Trump White House Considers Moving News Briefings

WASHINGTON (Bloomberg News/TNS) —
President Barack Obama at a news conference in the briefing room of the White House last month. (AP Photo/Pablo Martinez Monsivais)

The incoming Trump administration is considering moving White House news briefings out of the West Wing to accommodate more than the “Washington media elite,” President-elect Donald Trump’s press secretary said.

“This is about greater accessibility, more people in the process,” Sean Spicer said Sunday on Fox News.
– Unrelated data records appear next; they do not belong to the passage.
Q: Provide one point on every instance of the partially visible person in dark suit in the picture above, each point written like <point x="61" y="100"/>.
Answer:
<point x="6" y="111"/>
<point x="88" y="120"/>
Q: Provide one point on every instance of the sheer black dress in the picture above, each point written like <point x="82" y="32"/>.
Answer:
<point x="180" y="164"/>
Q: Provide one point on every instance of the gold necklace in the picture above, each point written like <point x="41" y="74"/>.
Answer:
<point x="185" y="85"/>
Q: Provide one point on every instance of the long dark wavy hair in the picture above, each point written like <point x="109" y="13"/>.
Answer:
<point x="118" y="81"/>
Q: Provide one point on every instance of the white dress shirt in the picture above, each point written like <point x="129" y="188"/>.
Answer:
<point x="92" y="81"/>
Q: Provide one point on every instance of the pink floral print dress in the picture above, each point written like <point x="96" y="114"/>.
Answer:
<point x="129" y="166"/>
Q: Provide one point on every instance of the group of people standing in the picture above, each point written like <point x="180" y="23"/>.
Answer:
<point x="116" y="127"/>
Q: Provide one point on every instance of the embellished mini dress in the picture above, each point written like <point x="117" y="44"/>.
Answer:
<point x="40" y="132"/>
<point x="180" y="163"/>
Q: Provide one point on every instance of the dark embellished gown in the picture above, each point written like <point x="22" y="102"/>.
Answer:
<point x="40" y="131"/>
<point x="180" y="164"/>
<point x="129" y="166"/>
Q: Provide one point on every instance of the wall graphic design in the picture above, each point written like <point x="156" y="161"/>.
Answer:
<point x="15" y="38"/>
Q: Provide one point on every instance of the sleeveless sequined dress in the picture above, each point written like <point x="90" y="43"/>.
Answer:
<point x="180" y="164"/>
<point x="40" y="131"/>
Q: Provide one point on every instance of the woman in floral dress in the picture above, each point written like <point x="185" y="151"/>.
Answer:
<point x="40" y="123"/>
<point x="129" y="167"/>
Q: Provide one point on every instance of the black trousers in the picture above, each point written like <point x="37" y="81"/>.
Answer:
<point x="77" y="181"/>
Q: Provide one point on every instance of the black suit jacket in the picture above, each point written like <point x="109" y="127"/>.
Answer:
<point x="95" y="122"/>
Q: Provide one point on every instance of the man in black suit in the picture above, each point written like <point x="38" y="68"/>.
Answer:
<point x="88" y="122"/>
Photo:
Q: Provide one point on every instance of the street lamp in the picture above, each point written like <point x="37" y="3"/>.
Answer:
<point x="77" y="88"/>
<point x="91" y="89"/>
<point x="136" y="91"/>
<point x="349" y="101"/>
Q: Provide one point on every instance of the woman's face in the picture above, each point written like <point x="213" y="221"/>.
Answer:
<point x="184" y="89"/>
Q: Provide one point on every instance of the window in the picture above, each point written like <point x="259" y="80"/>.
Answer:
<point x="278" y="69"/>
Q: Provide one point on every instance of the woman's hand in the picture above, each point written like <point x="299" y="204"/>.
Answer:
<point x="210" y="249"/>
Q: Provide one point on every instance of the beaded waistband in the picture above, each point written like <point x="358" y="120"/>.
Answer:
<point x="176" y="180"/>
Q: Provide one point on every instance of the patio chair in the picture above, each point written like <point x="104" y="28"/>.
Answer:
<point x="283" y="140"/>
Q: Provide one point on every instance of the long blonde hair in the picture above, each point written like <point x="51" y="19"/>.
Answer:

Involving more people, including bloggers and others who aren’t from the mainstream media, “should be seen as a welcome change,” he said.

Spicer and other Trump officials said no decision had been made.

Their comments followed a report Saturday by Esquire, citing unidentified officials from the transition team, that the new administration may move the press corps out of the main White House building altogether because of antagonism between Trump and the media.

Any change would be made for logistical reasons, in response to heavy demand from media organizations, Vice President-elect Mike Pence said Sunday.

“There’s such a tremendous amount of interest in this incoming administration that they’re giving some consideration to finding a larger venue on the 18 acres in the White House complex, to accommodate that extraordinary interest,” Pence said on CBS’s “Face the Nation.”

“The interest of the team is to make sure that we accommodate the broadest number of people who are interested, and media from around the country and around the world,” Pence said.

On ABC, incoming White House chief of staff Reince Priebus said demand for news conference credentials far exceeds the “49 people” who can fit into the current briefing room.

“The one thing that we discussed was whether or not we want to move the initial press conferences into the Executive Office Building,” Priebus said. “You can fit four times the amount of people.”

“I know that some of the folks in the press are uptight about this, and I understand,” Priebus said. He didn’t address whether a change was being considered only for briefings or also for the media’s daily working arrangements. The briefing room is between the offices of White House media officials and those of major news organizations.

After “500 or 600” people attended Trump’s news conference in New York Jan. 11, the president-elect’s first since the election, “we started thinking, man alive, if we have more people involved instead of less people involved, wouldn’t that be a good thing,” Priebus said.